AUDITORS AND TAX AGENT
Further, the laws also require the Company to have its own Auditors for the purpose of auditing the Company’s account in every calendar year. In Malaysia, Auditors also act as tax agent but with different entity. There are so many Audit and tax agent firms in Malaysia that can be selected and we may assist you on this matter.

INCORPORATION OF COMPANY IN MALAYSIA
As what we have discussed before, the law relating to incorporation of a company in Malaysia is governed by the Malaysian Companies Act, 1965. As per the act any company doing business or wishing to do business in Malaysia must register with the Companies Commission of Malaysia (CCM) under the Companies Act 1965. CCM or Suruhanjaya Syarikat Malaysia is the government body that governs the implementation of the Companies Act 1965 including the registration of a new company.

PROCEDURE FOR INCORPORATION
Companies can be registered as a local or foreign company. A local company can be either a (1) private company or (2) a public company. Most companies registered are local private company.

A) REGISTERING A LOCAL PRIVATE COMPANY
To register a local private Company will basically involve 2 stages i.e.
Stage 1: Name Search Application
Stage 2: Registration of Incorporation Documents
In Malaysia, all companies must have at least a company secretary as an official of the company. Only certain group of professional and people are allowed to act as company secretary under the Companies Act, 1965. As such, one usually registers a company through company secretary companies or audit firms or legal firms

Stage 1: Name Search Application
The first step in incorporating a new company is to determine if the proposed company name is available. A proposed name may not be available/allowed due to the following:
a) it resemble or may be mistaken for a name of any other existing company(unless letter of consent signed by a director and a secretary is provided); or
b) it falls under those specifically disallowed by the CCM.
The Minister of Domestic Trade and Consumer Affairs has directed the CCM not to accept the following names for registration as the name of any company or a foreign company unless the prior approval of the Minister is obtained:

  1. Names suggesting connection with a crown member of the Royal Family or Royal patronage including names containing such words as Royal, King, Queen, Prince, Princess, Crown, Regent Imperial;
  2. Names suggesting connection with a State or Federal Government department, statutory body, authority or government agency or any municipality or other local authority including names containing such words as Federal, State, National;
  3. Names suggesting connection with any ASEAN, Commonwealth or foreign government or with the United Nations or with any other international organization or cartel including names containing such words as ASEAN, UNESCO, NATO, EEC, OPEC;
  4. Names suggesting connection with any policies, party, society, trade union, cooperative society or building society;
  5.  Names including the following words or any word of like import:
(a) Are translations of a name of a company or foreign company registered under the Act; or
(b) May resemble or be mistaken for a name of any other company or foreign company registered   under the Act; or
(c) May resemble or be mistaken for a name that is being reserved for the purpose of incorporation of a new company or registration of a foreign company or for the purpose of change of name of a company or foreign company registered under the Act.

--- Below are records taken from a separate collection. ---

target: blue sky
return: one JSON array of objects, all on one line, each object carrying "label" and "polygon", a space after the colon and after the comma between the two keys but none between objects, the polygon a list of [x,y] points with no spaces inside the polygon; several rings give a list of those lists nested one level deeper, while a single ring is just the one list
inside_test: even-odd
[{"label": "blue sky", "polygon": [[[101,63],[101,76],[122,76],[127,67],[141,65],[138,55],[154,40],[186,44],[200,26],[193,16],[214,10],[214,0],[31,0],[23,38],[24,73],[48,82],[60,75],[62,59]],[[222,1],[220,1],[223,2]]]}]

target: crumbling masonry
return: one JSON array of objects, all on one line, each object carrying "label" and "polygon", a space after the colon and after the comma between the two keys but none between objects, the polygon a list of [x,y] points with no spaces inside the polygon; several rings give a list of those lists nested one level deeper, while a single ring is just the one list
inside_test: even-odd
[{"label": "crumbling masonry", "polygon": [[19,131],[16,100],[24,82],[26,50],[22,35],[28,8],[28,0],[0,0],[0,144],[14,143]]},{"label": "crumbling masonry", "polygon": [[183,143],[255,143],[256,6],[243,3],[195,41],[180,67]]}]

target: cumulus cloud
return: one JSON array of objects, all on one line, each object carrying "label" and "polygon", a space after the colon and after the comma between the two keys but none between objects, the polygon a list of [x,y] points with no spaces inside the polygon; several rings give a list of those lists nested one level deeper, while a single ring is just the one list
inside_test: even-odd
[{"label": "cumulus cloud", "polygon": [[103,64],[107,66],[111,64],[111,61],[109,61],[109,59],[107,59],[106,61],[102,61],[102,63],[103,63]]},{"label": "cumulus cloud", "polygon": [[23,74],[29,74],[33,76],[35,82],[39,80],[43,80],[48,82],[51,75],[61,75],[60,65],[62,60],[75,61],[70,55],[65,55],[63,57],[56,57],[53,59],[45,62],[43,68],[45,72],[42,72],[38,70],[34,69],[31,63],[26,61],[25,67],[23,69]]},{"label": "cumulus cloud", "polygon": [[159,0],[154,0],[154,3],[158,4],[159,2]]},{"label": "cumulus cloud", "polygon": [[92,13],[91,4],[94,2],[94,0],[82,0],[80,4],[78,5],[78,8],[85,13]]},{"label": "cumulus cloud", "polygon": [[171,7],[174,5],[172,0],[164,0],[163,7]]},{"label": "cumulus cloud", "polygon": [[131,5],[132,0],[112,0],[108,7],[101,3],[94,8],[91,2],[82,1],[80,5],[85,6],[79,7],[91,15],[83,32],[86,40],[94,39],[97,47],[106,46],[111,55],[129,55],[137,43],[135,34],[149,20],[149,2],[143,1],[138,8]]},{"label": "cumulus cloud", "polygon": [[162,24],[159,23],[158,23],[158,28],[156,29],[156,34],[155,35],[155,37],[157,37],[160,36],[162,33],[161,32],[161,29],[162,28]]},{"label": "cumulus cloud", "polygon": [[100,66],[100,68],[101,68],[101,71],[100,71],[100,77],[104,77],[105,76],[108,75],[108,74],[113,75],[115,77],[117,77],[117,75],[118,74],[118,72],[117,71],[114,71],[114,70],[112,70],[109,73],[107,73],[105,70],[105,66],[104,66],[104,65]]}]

      6. Bank, Banker, Banking, Bumiputra, Bureau, Association, Congress, Club, Duty Free, Chamber of Commerce and Industry, Chamber of Manufacturers, Chartered, College, Consumer, Council, Credit, Exchange, Executor, Fair Price, Finance, Foundation, Fund, Guarantee, Institute, Insurance, Investment, International, Leasing, Made in Malaysia, Pioneer, Registry, Treasure, Trust, Unit Trust,University;
     7. The approval of the Marine Department of Malaysia is required for the word ‘Shipping’;
     8. The approval of the Director General of Insurance is required for words such as ‘Insurance’ and ‘Insurance Broker’;
    9.Names including a proper name which is not the name of a director;
    10. Names those are misleading as to the identity, nature, objects or purpose of a company or in any other manner;
    11.Names those are blasphemous or likely to be offensive to members of the public.